The integration between Jupysql and ClickHouse is made possible by the use of the clickhouse_sqlalchemy library. This library allows for easy communication between the two systems, and enables users to connect to ClickHouse and pass the SQL dialect. Once connected, users can run SQL queries directly from the Clickhouse native UI, or from the Jupyter notebook directly.

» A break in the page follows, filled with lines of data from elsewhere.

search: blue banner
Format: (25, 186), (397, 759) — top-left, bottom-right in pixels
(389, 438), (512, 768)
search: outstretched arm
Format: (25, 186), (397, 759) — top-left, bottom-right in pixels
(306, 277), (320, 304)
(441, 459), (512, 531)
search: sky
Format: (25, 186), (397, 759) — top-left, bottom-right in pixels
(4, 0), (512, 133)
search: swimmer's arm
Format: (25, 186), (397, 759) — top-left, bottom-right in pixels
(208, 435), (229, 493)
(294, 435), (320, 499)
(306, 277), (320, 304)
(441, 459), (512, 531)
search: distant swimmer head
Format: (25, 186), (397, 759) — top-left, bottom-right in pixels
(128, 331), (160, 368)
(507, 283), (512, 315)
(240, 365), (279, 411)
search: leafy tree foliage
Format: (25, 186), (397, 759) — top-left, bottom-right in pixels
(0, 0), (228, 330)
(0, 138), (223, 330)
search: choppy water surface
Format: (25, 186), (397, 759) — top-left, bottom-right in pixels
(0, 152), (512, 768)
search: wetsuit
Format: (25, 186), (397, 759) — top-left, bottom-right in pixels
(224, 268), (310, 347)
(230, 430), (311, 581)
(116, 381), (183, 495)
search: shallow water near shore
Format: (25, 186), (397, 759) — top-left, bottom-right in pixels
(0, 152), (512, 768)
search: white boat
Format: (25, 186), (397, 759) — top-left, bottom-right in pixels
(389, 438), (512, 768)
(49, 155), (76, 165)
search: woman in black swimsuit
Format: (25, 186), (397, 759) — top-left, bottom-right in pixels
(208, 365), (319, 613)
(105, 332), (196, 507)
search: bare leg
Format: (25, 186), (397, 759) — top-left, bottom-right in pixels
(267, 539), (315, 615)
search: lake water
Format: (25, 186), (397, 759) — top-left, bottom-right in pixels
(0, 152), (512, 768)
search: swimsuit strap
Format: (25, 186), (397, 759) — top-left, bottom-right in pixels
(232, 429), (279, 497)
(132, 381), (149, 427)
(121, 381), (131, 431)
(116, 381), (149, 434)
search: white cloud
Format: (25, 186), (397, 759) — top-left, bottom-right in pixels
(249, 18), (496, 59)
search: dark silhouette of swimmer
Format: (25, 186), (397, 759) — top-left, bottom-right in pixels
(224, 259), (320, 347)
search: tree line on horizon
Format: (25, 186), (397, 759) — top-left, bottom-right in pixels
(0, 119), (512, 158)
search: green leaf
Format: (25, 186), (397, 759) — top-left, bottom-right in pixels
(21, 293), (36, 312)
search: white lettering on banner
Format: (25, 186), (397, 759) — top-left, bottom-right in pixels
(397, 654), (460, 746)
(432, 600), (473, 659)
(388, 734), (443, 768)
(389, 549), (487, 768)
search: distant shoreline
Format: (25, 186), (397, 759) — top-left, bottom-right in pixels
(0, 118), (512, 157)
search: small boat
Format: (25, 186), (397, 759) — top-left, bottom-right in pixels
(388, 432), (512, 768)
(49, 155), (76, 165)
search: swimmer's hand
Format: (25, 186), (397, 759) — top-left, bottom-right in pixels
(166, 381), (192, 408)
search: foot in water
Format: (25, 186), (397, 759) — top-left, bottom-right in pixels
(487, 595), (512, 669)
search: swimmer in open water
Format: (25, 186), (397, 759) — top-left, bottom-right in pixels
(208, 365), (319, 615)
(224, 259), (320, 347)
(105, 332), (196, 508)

# Install required packages
%pip install --quiet jupysql clickhouse_sqlalchemy
Note: you may need to restart the kernel to use updated packages.
import pandas as pd
from sklearn_evaluation import plot
# Import jupysql Jupyter extension to create SQL cells
%load_ext sql
%config SqlMagic.autocommit=False
You'd need to make sure your Clickhouse is up and reachable for the next stages. You can use either the local or the cloud version.
Note: you will need to adjust the connection string according to the instance type you're trying to connect to (url, user, password). In the example below we've used a local instance. To learn more about it, check out this guide.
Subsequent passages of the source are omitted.